Screen Reviews

The Messenger: The Story of Joan of Arc

Directed by Luc Besson

Sony Pictures

Perhaps the best way to begin to discuss Luc Besson’s The Messenger: The Story of Joan of Arc is to make clear what the film is not. The film is not a Sunday school tale or an historical reenactment. It is not the typical “Saint” story, where Joan seems in a constant state of rapture throughout the film, a problem all too frequent to religious stories. It is not Braveheart with a chick. What it is, is a visually stunning film that focuses not on Joan the Saint or Joan the martyr, but on Joan the heroine.

This is the story of a young peasant girl who is ordered by heavenly voices to wage war against the English, liberate France, and allow Charles VII to become king. She is eventually betrayed, captured, and burned at the stake. She then became on of the most beloved figures in French history and a Roman Catholic saint.

Milla Jovovich is cast as a mythological Joan, not a historically accurate one. She is the vision people want to have of France’s greatest heroine. She looks like a Romantic painting of Joan come to life. The film is about her heroism in leading the French into battle to allow Charles VII, played like a medieval Lt. Col. Henry Blake by John Malkovich, to be crowned King of France. The subsequent heresy trial and burning are secondary to director Luc Besson. The trial of Joan has traditionally been the focal point in Joan of Arc plays, novels, and films. Besson instead focuses on Joan as a military leader, relying on the voices in her head instead of strategy, and woefully ill-equipped for the realities of the war. Joan is a quintessential Besson woman, full of contradictions. She his strong yet naïve, brave yet sensitive, arrogant yet pious. This is not the Joan we are accustomed to. Most portrayals leave you wondering how she ever led anyone in out of the rain, yet alone into battle. The Messenger allows us to see that side of the legend, even at the expense of some of the grander notions of her unwavering faith. Besson sows some seeds of doubt in the part of her conscience, played by Dustin Hoffman, who forces her to evaluate her voices and her motives. Questions of why Joan would be chosen by God for such a task and why there was so much bloodshed to liberate France are answered with more questions about Joan’s own motives.

Joan purists will probably be put off by another waif in the role, not to mention the melding of her voices. Archangel Michael, Saint Margaret, and Saint Catherine have been replaced by a single figure, left vague, but obviously intended to be Christ. Although this may work for more visual punch, it would play havoc in the trial scenes, which are kept to a minimum. It was one thing to say you spoke with Saint Catherine, quite another to claim you spoke with the Son of God. There are a number of other liberties taken with the facts, but the essence of Joan is quite intact.

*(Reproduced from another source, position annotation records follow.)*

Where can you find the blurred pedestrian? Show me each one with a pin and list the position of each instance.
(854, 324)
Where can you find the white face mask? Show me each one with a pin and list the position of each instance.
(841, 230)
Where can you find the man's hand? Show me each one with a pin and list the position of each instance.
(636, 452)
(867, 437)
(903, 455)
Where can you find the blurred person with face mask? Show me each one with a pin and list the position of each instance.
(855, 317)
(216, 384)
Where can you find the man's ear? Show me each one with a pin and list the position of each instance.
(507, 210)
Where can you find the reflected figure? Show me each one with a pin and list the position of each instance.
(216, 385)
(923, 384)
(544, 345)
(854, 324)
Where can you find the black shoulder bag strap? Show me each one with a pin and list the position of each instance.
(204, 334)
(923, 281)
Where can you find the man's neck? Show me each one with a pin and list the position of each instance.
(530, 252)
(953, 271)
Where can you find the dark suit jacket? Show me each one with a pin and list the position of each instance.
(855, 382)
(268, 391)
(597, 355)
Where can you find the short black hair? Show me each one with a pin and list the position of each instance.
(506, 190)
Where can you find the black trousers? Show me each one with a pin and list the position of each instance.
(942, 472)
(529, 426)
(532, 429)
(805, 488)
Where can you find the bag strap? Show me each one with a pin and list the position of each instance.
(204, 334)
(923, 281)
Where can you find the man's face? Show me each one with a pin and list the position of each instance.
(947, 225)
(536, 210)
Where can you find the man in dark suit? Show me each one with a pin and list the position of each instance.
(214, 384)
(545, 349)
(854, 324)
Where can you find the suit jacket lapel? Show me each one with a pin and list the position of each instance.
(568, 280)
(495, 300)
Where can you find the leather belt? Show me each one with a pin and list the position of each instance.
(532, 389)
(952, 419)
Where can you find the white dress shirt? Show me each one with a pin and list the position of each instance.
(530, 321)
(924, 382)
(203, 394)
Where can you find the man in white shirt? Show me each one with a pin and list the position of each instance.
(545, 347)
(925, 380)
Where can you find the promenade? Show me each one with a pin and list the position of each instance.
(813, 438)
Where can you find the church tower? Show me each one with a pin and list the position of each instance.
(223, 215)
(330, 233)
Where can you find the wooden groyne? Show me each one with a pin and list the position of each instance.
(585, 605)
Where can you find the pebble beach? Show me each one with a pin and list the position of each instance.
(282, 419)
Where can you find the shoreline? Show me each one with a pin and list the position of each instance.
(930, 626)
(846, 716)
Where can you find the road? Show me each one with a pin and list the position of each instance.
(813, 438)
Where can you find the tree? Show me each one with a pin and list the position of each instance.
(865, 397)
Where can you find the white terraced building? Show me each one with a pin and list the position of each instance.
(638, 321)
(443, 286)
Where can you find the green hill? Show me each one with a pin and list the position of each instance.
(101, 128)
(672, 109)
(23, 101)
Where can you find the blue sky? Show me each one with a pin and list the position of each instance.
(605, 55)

Even those uninitiated into Joan of Arc lore will be dazzled by the film. It is a stunning piece of work. The visuals fill the screen in typical Luc Besson fashion. The battles are incredibly well staged, with surprisingly accurate weapons and tactics in play. Besson, by keeping our focus on Joan, keeps the chaos of the battles from being merely a jumble of images. Jovovich handles the physical rigors of the film better than some of the extended dialogue sequences, although she certainly held her own in that department.

I personally was very much taken with The Messenger . It was a version of the Joan of Arc legend that I have been waiting for. Nothing against the lengthy Joan trial stories, but her trial is not what made her a French folk hero; it was her exploits on the battlefield. The film may raise more theological questions than it answers, but it delivers the goods in a story of Joan the soldier, Joan the savior of France, Joan the heroine.